Impacting Women's Health Education Through an Innovative Sustainable Model in sub-Saharan Africa [5H]

    loading  Checking for direct PDF access through Ovid

Abstract

INTRODUCTION:

Sub-Saharan Africa (SSA) has some of the highest rates of maternal morbidity and mortality and the greatest shortages of healthcare workers. To mitigate this problem the Global Health Service Partnership (GHSP; Seed Global Health/Peace Corps) places US physicians and nurses as volunteer faculty in SSA medical and nursing institutions. The purpose of this study was to analyze program impact.

METHODS:

Between July 2013 and June 2015, 8 Ob/gyn and midwifery volunteers submitted reports on hours, students and courses taught. Institutional leadership, faculty, and students were also interviewed as part of the qualitative assessment.

RESULTS:

To date, the 8 Ob/Gyn and midwifery volunteers, placed at 5 SSA partner institutions, logged 9,750 service-hours, taught 39 women's health courses and trainings, and reached 1,500 students, faculty, and clinical staff members.
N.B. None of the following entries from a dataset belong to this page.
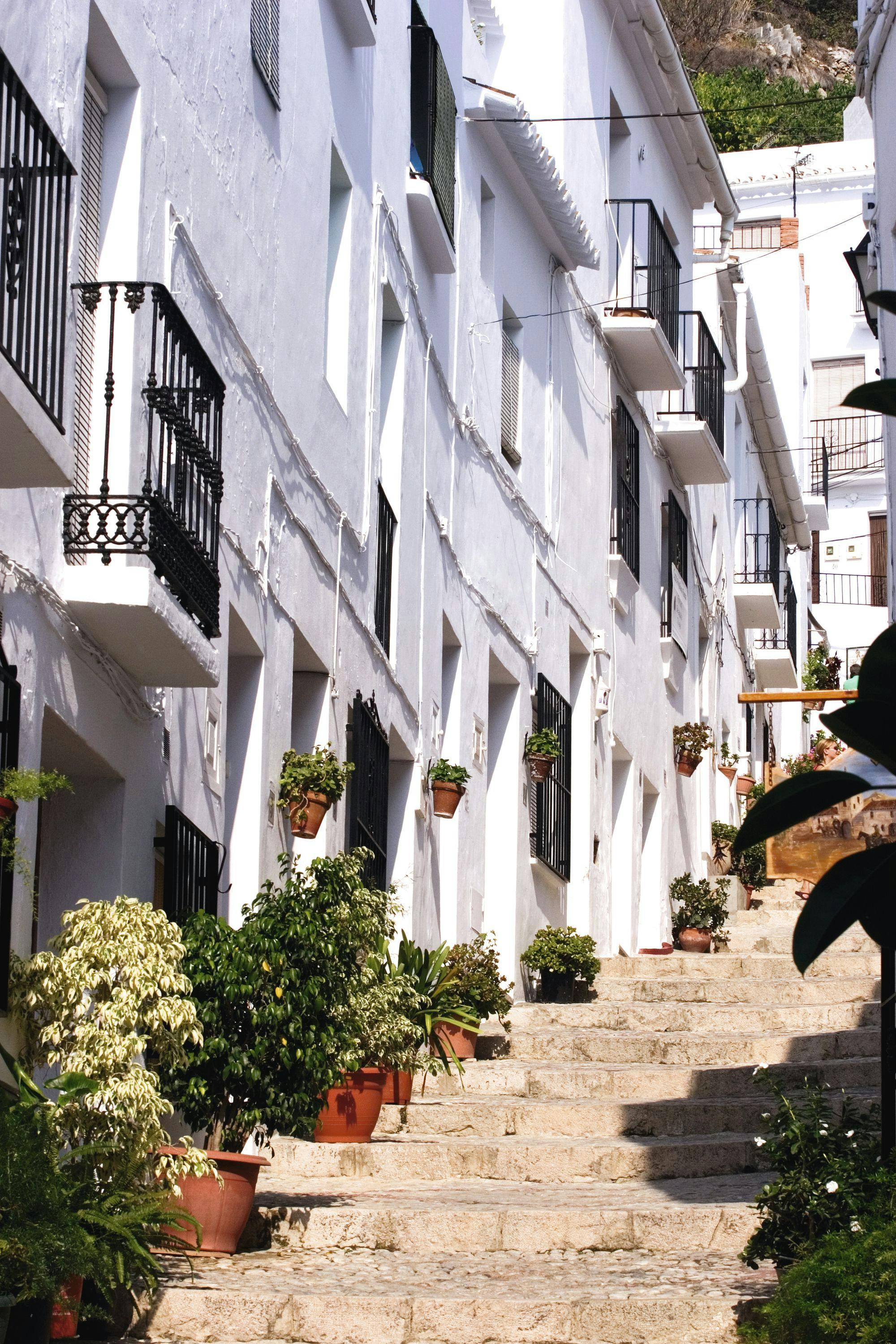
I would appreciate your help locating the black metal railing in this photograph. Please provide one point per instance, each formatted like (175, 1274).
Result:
(704, 393)
(193, 867)
(676, 560)
(626, 514)
(758, 554)
(785, 638)
(383, 588)
(35, 198)
(433, 117)
(10, 714)
(369, 787)
(852, 443)
(175, 517)
(648, 273)
(552, 812)
(852, 589)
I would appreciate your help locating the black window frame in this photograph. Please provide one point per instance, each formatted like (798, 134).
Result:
(626, 496)
(367, 812)
(551, 803)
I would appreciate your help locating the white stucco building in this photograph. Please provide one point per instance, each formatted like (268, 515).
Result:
(401, 452)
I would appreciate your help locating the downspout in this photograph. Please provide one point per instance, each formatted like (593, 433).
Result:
(672, 66)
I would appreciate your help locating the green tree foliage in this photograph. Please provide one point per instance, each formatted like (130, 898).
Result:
(816, 120)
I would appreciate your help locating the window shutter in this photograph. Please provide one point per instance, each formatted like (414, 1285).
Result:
(265, 43)
(509, 398)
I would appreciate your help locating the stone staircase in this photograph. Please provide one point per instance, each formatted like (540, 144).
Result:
(587, 1183)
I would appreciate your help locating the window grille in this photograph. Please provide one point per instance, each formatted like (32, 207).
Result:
(509, 398)
(10, 703)
(369, 787)
(626, 448)
(433, 117)
(193, 867)
(383, 594)
(265, 43)
(551, 807)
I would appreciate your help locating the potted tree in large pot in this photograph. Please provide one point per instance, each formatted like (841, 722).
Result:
(689, 742)
(310, 784)
(564, 960)
(699, 912)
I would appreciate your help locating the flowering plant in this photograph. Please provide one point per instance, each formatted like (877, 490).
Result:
(828, 1166)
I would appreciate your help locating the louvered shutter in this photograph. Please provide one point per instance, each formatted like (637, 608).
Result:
(509, 398)
(265, 42)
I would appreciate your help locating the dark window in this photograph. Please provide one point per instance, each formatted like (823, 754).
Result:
(433, 116)
(193, 867)
(626, 451)
(383, 594)
(369, 787)
(10, 702)
(551, 814)
(509, 397)
(265, 42)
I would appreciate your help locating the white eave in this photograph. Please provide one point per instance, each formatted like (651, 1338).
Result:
(524, 144)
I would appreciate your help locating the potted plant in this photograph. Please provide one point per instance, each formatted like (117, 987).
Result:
(727, 762)
(821, 672)
(448, 784)
(540, 752)
(702, 910)
(723, 836)
(689, 741)
(310, 784)
(564, 961)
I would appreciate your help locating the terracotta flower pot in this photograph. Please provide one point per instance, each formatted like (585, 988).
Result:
(398, 1088)
(307, 814)
(539, 767)
(351, 1111)
(447, 797)
(64, 1323)
(222, 1211)
(461, 1041)
(687, 761)
(695, 940)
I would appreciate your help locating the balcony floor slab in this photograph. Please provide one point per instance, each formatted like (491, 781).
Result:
(135, 617)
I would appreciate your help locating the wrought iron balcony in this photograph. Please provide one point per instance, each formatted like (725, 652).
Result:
(174, 518)
(35, 198)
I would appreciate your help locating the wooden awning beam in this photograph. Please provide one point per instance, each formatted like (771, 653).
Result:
(775, 697)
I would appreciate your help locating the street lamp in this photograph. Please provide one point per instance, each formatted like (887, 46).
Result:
(866, 279)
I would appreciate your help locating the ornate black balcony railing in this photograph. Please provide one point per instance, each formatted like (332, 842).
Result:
(35, 197)
(174, 519)
(786, 636)
(646, 268)
(758, 553)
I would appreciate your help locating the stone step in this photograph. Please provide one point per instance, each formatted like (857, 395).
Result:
(732, 965)
(649, 1046)
(517, 1158)
(496, 1117)
(769, 1017)
(644, 1081)
(388, 1297)
(829, 990)
(706, 1214)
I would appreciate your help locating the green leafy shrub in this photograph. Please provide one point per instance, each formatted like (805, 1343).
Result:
(543, 742)
(699, 904)
(319, 771)
(828, 1171)
(563, 952)
(477, 983)
(272, 999)
(444, 772)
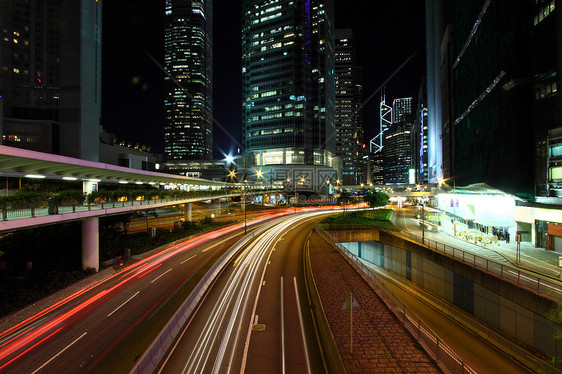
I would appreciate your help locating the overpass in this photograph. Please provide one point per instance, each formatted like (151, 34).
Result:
(20, 163)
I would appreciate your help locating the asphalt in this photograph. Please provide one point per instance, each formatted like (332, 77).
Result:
(380, 342)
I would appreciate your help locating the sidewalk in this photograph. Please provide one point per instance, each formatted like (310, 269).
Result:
(380, 343)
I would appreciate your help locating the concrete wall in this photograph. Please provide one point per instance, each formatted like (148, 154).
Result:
(513, 310)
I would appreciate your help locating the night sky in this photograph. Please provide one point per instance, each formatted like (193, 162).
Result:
(132, 104)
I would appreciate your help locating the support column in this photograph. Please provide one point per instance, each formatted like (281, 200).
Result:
(90, 244)
(187, 212)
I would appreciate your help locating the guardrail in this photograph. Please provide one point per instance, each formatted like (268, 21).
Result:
(14, 214)
(154, 355)
(435, 347)
(522, 278)
(331, 357)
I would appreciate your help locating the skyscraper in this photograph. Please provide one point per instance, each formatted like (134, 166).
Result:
(50, 77)
(188, 60)
(349, 119)
(288, 91)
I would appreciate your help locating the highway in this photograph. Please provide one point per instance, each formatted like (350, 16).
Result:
(107, 326)
(433, 311)
(255, 318)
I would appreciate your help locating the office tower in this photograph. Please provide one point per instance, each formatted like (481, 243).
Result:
(420, 138)
(50, 77)
(188, 100)
(547, 102)
(396, 151)
(349, 119)
(288, 92)
(491, 95)
(401, 108)
(437, 15)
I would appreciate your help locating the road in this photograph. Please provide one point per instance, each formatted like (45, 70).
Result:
(107, 326)
(255, 318)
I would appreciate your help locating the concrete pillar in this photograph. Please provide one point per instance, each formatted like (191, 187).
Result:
(89, 186)
(187, 212)
(90, 243)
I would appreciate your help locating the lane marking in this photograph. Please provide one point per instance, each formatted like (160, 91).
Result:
(58, 354)
(184, 261)
(282, 332)
(129, 299)
(302, 326)
(161, 275)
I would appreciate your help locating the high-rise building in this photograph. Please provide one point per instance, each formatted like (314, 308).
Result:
(418, 137)
(188, 60)
(349, 119)
(50, 77)
(437, 15)
(401, 108)
(492, 113)
(479, 74)
(547, 102)
(396, 150)
(289, 92)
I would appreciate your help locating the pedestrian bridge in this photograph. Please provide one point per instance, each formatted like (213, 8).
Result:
(20, 164)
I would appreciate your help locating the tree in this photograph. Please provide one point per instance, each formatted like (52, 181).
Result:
(376, 198)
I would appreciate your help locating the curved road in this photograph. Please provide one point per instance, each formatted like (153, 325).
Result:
(256, 318)
(107, 326)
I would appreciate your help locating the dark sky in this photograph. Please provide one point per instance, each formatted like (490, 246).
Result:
(132, 105)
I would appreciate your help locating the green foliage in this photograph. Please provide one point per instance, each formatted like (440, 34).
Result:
(375, 198)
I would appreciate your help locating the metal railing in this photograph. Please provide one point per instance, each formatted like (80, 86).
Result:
(435, 346)
(522, 278)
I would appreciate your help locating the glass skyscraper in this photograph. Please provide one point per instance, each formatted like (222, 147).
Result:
(50, 76)
(289, 91)
(396, 151)
(188, 61)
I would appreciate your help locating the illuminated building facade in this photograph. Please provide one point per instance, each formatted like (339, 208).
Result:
(396, 151)
(188, 60)
(479, 87)
(50, 76)
(349, 117)
(289, 91)
(418, 137)
(490, 97)
(547, 102)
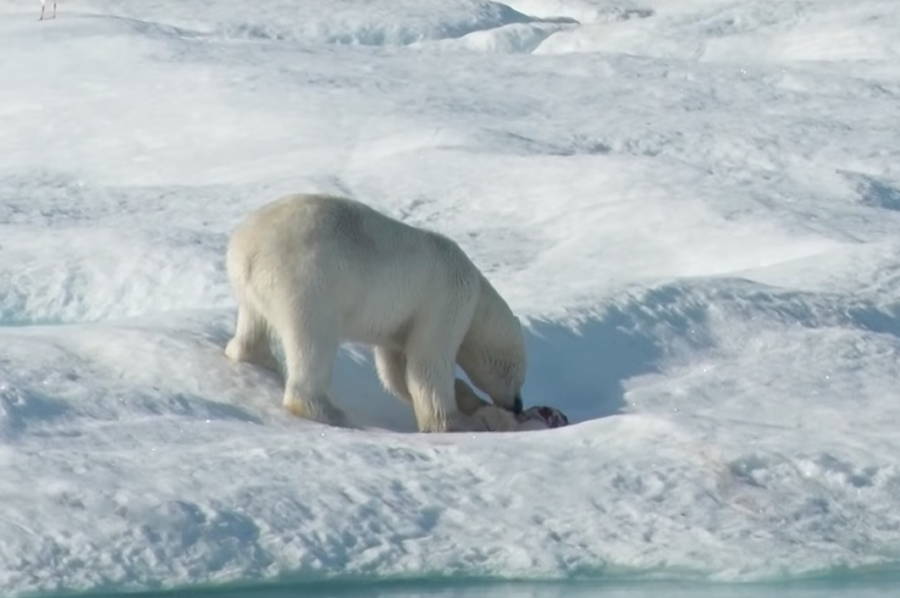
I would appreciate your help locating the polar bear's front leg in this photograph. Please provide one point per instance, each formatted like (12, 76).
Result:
(430, 383)
(391, 367)
(310, 349)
Volunteers took on secondary projects, such as developing an OB H&P admission form, updating clinical guidelines, providing ultrasound training, and building a maternal education center. Stakeholder interviews revealed that the work of volunteers significantly impacted students, citing improvement in educational quality and clinical supervision. Impact on faculty included workload reduction, introduction of new methodologies, and modeling professional behavior.

CONCLUSION:

SSA has high unmet women's healthcare needs and its medical institutions have high unmet academic needs; GHSP volunteers are having a positive impact on Ob/Gyn clinical care and education. This model of sustainable aid in the form of building up human resources for health has the ability to create great short and long-term impact.